A question persists as to why same/similar pathogen infections lead to differential disease severity and clinical outcome? Towards that, uniquely, our research findings provide significant insight into the distribution and composition of ARGs across the severity classes (mild, moderate, severe and mortality), particularly in the COVID-19 patients, where we observed a marked increase in ARG prevalence in the severe and mortality cases. A systematic review previously reported that nearly all mortality patients were infected with resistant organisms [26]. In our study, MDR, aminoglycoside, glycopeptide, rifamycin, and other drug resistance genes were enriched in the COVID-19 mortality patients, with various TAMs serving as reservoirs. Notably, Acinetobacter baumannii emerged as a key contributor to aminoglycoside and MDR resistance genes in the COVID-19 mortality group. This aligns with previous reports identifying A. baumannii as a major causative agent of respiratory infections and bacteremia in critically ill COVID-19 patients, often leading to outbreaks in the intensive care units [32]. Conversely, in dengue, ARG profiles remained relatively stable across the severity subgroups.

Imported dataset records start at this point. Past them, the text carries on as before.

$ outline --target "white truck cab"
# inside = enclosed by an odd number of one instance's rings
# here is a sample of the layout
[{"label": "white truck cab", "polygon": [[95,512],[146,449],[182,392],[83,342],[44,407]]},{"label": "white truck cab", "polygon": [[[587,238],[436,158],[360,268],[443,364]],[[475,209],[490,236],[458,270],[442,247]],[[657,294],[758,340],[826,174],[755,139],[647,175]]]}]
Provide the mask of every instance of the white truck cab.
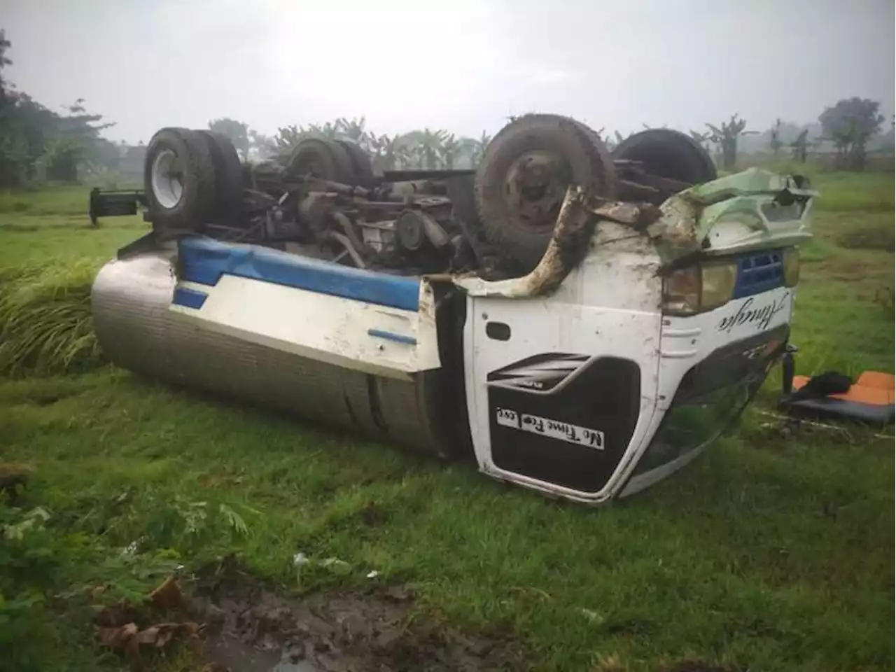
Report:
[{"label": "white truck cab", "polygon": [[750,169],[660,205],[571,185],[517,277],[352,268],[191,234],[99,271],[111,359],[596,504],[737,421],[789,338],[802,178]]}]

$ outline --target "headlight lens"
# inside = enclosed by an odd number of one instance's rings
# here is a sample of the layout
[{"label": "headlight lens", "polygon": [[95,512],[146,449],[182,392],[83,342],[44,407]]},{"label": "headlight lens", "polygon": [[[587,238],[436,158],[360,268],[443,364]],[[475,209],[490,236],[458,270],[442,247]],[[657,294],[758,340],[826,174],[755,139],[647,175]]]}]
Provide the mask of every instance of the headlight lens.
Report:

The presence of Bacillus cereus as an ARG reservoir in severe dengue cases corroborates our earlier findings on dengue-associated TAMs, where B. cereus was identified in severe cases (Fig 6) [12]. This microbe has been studied for its toxin gene profile and antibiotic resistance, further supporting its role in severe dengue pathophysiology [33]. While antibiotic use in dengue patients remains moderate, inappropriate usage has been documented, underscoring the necessity for a clearer understanding of AMR dynamics in viral infections.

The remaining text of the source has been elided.